Thus going forward, the FDA has issued new tobacco regulations that must be followed by c-stores, and they are as follows:
- Products packages and adverts must contain the addictiveness warning statement. This implies that c-stores who direct their adverts must bear the addictiveness warning statement beginning from August 10, 2018. Products like cigarette tobacco, roll-your-own tobacco, and covered tobacco products (other than cigars and those covered tobacco products that do not contain tobacco) must comply with this.
- C-stores especially those who do not manage their adverts, cannot sell or distribute products with non-compliant packages beginning from August 10, 2018, unless the store falls within the “retailer safe harbor.”
- Product packages and adverts of covered tobacco products that do not contain nicotine may bear an alternative warning statement. The implication of this entails that c-stores who direct their adverts and product labels must display the alternative warning statement from August 10, 2018. The stores are also not allowed to sell or distribute such products from this same date unless the store falls within “retailer safe harbor.”
- There must be rotational cigar warning statements on product packages. For cigars and tobacco products sold individually without product packaging, c-stores must post the warnings at the point of sale instead of directly on the product’s package. C-stores especially those who bear their adverts must do this, beginning from August 10, 2018. Stores will not be able to sell non-compliant products from the same date too.
- FDA regulation also requires that c-stores must follow specific placement and formatting requirements. All signs must have all six required warnings starting from August 10, 2018. This is for cigars sold without packaging. Plans on how Cigar warnings will be randomly displayed, distributed on packages and rotated on advisements must be presented to and approved by FDA. Currently, many c-stores are still struggling to get this approval from FDA due to high cost and operational bottlenecks.
- Refusal on the introduction into interstate commerce of products that contain light, low, mild or other similar descriptors on the label. C-stores must stop distribution into interstate commerce by December 8, 2017. This is for all tobacco products.
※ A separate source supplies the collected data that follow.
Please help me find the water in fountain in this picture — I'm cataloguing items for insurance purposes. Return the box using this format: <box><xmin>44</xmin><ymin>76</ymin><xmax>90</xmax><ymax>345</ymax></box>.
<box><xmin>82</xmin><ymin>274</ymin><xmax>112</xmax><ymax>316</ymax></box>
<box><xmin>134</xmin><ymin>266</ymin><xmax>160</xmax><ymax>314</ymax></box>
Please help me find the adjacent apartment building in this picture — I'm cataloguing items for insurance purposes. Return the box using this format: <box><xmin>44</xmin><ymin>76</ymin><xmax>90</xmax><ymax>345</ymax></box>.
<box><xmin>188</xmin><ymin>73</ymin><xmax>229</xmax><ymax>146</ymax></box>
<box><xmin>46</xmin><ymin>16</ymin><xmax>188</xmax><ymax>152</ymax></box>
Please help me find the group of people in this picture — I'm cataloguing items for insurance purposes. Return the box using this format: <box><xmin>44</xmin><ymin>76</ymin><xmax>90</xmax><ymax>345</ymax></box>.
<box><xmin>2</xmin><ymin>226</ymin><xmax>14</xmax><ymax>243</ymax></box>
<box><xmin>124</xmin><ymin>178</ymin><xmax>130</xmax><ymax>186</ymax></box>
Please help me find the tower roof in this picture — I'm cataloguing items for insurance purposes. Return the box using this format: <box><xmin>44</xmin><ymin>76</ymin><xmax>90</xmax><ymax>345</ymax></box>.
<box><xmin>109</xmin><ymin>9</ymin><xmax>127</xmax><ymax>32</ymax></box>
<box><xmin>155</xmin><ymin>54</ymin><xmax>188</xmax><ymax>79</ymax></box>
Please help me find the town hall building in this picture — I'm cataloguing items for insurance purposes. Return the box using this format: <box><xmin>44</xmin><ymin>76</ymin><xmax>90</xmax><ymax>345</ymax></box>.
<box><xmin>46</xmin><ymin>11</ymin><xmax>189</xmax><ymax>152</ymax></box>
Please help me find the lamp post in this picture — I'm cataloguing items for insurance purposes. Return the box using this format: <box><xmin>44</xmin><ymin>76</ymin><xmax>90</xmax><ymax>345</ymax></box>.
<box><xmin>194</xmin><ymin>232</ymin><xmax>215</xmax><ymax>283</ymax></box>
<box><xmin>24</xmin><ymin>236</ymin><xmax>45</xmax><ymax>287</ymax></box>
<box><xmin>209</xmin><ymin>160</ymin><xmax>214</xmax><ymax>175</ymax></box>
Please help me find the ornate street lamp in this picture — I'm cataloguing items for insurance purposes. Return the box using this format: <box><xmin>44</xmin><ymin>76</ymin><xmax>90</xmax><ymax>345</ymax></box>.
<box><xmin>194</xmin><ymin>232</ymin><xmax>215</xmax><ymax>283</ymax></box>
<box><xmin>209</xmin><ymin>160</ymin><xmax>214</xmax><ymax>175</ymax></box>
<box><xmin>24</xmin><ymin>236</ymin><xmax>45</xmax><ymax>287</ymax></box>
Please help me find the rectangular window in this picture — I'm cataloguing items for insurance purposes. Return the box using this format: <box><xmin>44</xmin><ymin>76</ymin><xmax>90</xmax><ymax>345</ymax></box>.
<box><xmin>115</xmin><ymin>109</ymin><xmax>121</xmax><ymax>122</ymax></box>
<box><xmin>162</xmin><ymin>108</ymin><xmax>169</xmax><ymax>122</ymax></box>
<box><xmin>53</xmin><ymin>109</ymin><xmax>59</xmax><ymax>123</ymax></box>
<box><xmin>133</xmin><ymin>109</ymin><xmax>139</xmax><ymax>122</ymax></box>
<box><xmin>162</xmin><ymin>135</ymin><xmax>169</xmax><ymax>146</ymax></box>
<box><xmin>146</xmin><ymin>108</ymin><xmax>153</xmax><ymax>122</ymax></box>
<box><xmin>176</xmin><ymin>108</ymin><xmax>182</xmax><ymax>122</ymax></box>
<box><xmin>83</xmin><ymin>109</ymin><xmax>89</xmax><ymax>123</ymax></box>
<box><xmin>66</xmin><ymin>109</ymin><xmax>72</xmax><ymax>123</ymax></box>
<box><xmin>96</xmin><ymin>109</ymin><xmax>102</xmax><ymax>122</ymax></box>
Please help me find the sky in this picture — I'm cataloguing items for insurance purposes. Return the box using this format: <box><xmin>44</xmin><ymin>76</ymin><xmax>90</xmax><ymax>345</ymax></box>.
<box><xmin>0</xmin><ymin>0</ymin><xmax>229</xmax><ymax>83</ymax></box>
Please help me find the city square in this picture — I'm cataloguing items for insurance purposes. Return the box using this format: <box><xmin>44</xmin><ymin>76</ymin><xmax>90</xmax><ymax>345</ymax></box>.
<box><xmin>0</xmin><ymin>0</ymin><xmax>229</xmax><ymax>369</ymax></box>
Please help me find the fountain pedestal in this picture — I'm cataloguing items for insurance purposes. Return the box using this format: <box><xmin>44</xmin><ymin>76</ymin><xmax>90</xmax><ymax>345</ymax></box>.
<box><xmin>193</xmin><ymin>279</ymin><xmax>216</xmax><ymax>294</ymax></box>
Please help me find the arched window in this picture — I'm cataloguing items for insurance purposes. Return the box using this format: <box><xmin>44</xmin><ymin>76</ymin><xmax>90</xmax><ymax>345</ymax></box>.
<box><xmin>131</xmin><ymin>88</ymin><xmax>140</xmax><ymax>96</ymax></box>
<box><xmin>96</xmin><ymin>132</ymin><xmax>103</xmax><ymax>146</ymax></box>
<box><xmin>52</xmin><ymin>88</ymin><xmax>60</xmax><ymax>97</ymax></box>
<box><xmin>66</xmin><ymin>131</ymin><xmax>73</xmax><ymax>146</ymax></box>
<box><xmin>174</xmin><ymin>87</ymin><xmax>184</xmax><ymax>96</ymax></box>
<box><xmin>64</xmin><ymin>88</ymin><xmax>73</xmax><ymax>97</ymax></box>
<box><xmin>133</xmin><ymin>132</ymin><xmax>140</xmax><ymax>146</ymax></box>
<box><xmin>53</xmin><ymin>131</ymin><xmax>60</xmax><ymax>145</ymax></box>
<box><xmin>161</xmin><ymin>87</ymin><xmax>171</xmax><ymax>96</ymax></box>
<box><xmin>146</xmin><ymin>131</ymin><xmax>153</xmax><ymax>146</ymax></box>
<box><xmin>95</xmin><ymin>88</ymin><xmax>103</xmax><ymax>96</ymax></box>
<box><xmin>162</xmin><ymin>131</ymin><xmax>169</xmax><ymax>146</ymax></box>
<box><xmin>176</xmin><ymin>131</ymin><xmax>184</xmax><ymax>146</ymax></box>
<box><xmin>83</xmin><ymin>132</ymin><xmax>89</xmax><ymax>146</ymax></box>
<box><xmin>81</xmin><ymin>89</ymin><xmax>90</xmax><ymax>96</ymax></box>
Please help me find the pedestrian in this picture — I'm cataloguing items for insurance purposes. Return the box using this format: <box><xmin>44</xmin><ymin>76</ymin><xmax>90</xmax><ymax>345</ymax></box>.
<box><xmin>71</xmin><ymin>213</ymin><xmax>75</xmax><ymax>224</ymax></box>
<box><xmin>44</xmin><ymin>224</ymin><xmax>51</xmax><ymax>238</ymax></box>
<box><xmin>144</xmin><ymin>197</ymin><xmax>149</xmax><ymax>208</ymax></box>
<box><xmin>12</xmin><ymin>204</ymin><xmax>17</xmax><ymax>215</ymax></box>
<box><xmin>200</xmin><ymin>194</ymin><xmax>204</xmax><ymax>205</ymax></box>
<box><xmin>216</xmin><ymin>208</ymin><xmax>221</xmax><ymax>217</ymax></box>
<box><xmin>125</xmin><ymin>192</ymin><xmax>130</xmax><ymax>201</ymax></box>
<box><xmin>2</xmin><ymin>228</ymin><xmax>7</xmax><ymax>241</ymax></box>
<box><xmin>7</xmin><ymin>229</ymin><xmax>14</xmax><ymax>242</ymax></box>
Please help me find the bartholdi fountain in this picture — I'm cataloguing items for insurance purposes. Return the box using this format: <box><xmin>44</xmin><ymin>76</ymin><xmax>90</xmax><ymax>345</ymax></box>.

- There has been a continued hike in excise taxes for tobacco products, and this has a significant impact on c-store cigarette sales and the industry as a whole. This has resulted to more cigarette smuggling and smokers now going to states with cheapest excise tax to buy their product. The convenience industry currently pays more to buy cigarettes from manufacturers. ITG Brands LLC, Reynolds American Inc. (RAI), and Liggett Vector Brands took wholesale list price to 8 cents per pack. This increase is approximately 2-3% on their crucial cigarette brands due to increased taxation.
- Furthermore, the convenience industry is also facing a price hike on smokeless tobacco. Whereas smokeless tobacco has given the convenience stores nearly two-thirds share of dollar sales in the time past, consumers of this product now see significant changes in price list as a minus. For example, Altria, a major smokeless tobacco producer recently announced a 7-12% increase on majority of their core smokeless tobacco brands.
The Bottom Line
No new tobacco product will be marketed by c-stores unless a manufacturer demonstrates that the products meet the relevant public health standard while the convenience industry will have to comply with the FDA on an approved variety of products as cessation aids to help reduce dependence on nicotine.